I am leaning towards a variant of this which is to simply port the ast-to-regalloc-js.js to generate PHP code. To do that, we'll benefit from the already existing phppegjs code to find equivalent PHP constructions.

But note https://github.com/nylen/phpegjs/pull/1 which we'll have to address

I don't think we have rules affected by this? In any case, this may not be such a serious issue in that as part of porting our tokenizer peg grammar, we can convert over any rules that might be affected ... this of course means that we will not have an exact 1-1 correspondence. But, that is where a testing framework will save us by catching problems early.

I've just been looking at the phpegjs code. Performance will be extremely sensitive to character class matching. Ideally, that should be inlined, instead of split out to a runtime library function peg_char_class_test(). If the class is purely ASCII, then it should be possible to consume text without doing UTF-8 parsing. For example, Parsoid has:

url_protocol =
    & { return Util.isProtocolValid(input.substr(endOffset()), env); }
    p:$( '//' / [A-Za-z] [-A-Za-z0-9+.]* ':' '//'? ) { return p; }

A reasonably efficient implementation of the second character class would be:

$ord = isset( $input[$pos] ) ? ord( $input[$pos] ) : -1;
$match = ( $ord === 45 ) || ( $ord >= 65 && $ord <= 90 ) || ( $ord >= 97 && $ord <= 122 ) || ( $ord === 43 ) || ( $ord === 46 );

Another possibility is to compile character classes to PCRE, then it becomes:

$match = !!preg_match( '/[-A-Za-z0-9+.]/A', $input, $m, 0, $pos );

In phpegjs it is:

peg_char_class_test( [[45, 45], [65, 90], [97, 122], [43, 43], [46, 46]], $this->input_substr( $pos, 1 ) );

Where peg_char_class_test() does UTF-8 interpretation of the input string and loops over the class array, and input_substr() is inexplicably slow and wrong.

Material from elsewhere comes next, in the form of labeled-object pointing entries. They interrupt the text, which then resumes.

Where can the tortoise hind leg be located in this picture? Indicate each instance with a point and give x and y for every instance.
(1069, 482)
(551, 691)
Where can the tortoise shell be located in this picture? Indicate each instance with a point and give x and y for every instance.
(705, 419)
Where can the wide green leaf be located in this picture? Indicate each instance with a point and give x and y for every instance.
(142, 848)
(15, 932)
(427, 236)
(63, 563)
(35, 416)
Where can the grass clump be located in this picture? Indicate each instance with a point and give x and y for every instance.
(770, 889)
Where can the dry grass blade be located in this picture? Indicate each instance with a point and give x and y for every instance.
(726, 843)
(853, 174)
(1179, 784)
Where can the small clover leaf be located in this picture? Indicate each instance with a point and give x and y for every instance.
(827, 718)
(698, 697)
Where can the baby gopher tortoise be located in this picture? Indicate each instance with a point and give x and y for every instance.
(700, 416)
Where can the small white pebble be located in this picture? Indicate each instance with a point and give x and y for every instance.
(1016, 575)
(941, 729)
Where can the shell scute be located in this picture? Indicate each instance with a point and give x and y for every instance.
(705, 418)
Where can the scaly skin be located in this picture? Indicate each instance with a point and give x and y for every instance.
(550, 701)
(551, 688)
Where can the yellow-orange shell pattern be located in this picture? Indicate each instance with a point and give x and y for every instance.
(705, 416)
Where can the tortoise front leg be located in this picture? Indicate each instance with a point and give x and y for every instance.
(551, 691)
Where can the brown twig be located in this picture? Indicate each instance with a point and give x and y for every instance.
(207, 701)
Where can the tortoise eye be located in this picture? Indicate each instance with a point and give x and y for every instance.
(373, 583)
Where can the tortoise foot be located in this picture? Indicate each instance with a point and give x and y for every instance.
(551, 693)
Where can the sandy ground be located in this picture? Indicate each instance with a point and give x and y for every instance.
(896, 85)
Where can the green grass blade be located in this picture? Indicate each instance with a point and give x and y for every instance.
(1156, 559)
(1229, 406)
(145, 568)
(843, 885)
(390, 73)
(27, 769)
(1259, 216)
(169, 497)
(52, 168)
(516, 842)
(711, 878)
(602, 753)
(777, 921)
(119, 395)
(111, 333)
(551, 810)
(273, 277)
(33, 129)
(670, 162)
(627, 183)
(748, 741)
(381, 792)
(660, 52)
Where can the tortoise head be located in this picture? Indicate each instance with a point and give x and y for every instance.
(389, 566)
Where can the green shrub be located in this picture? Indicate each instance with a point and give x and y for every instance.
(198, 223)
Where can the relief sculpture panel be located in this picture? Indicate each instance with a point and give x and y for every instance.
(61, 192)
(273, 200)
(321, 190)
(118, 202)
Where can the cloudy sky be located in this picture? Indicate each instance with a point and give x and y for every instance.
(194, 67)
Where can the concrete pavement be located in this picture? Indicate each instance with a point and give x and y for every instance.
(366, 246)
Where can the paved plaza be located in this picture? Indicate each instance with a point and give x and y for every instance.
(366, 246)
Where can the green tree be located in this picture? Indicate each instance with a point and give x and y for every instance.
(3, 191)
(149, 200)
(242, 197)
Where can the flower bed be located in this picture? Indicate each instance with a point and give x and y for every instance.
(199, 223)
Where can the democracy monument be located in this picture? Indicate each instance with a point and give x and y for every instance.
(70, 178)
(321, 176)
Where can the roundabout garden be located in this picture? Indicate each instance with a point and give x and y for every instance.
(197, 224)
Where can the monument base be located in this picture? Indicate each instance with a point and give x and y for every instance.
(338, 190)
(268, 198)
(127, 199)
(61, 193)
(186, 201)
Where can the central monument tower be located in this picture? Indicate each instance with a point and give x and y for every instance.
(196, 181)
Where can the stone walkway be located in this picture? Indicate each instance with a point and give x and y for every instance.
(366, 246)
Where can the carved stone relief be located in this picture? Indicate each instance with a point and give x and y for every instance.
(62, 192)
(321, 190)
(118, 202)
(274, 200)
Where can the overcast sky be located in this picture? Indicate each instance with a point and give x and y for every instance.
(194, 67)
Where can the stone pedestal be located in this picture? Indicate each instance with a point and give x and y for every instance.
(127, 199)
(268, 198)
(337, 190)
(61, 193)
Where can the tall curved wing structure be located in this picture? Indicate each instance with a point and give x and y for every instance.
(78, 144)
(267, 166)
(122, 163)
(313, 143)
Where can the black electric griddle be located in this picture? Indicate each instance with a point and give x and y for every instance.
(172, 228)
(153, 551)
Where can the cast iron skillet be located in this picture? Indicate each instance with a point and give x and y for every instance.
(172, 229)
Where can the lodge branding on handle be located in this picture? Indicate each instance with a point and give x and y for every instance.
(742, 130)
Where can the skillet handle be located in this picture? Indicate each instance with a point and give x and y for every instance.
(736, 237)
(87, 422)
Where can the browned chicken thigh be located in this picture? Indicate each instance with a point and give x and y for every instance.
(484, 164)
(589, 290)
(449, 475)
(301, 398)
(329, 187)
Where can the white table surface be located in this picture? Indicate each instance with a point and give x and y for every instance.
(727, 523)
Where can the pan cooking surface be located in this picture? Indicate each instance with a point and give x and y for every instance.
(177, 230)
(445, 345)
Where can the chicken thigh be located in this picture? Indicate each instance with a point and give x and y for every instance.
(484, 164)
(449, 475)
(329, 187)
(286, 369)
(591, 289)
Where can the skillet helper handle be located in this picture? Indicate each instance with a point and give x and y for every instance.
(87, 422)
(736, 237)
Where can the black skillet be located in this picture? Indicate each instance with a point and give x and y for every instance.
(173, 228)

I wonder if it would be better to port the PEG.js compiler to PHP? At least, once the migration is done, we won't want to have a node.js build step.

Maybe @ssastry is right that I should look at this myself, it is kind of fun to think about.

Thanks. Makes sense. That peg_char_class_test business seems broken. But, if we use ast-to-regalloc-js.js as the basis for porting.... that file has a ".test(." against a regexp which presumably would translate over directly to a preg_match in php-land with the regexp instead of the loop as in phppegjs.

I wonder if it would be better to port the PEG.js compiler to PHP? At least, once the migration is done, we won't want to have a node.js build step.

You mean port all of peg.js to php? That seems like a larger undertaking than necessary, no? The build step is entirely on the dev machines and the built php tokenizer can be checked into the git repo. Or at least, just porting ast-to-regalloc-js.js to ast-to-regalloc.php.js would be a good first step?

Maybe @ssastry is right that I should look at this myself, it is kind of fun to think about.

I won't complain. :-)

We have since settled on option 3. and rebranded the fork as WikiPeg.

WikiPeg work is tracked in T219337: Port Parsoid tokenizer to PHP, T219339: PHP generator backend for WikiPEG, and T219341: Cross-language test suite for WikiPEG.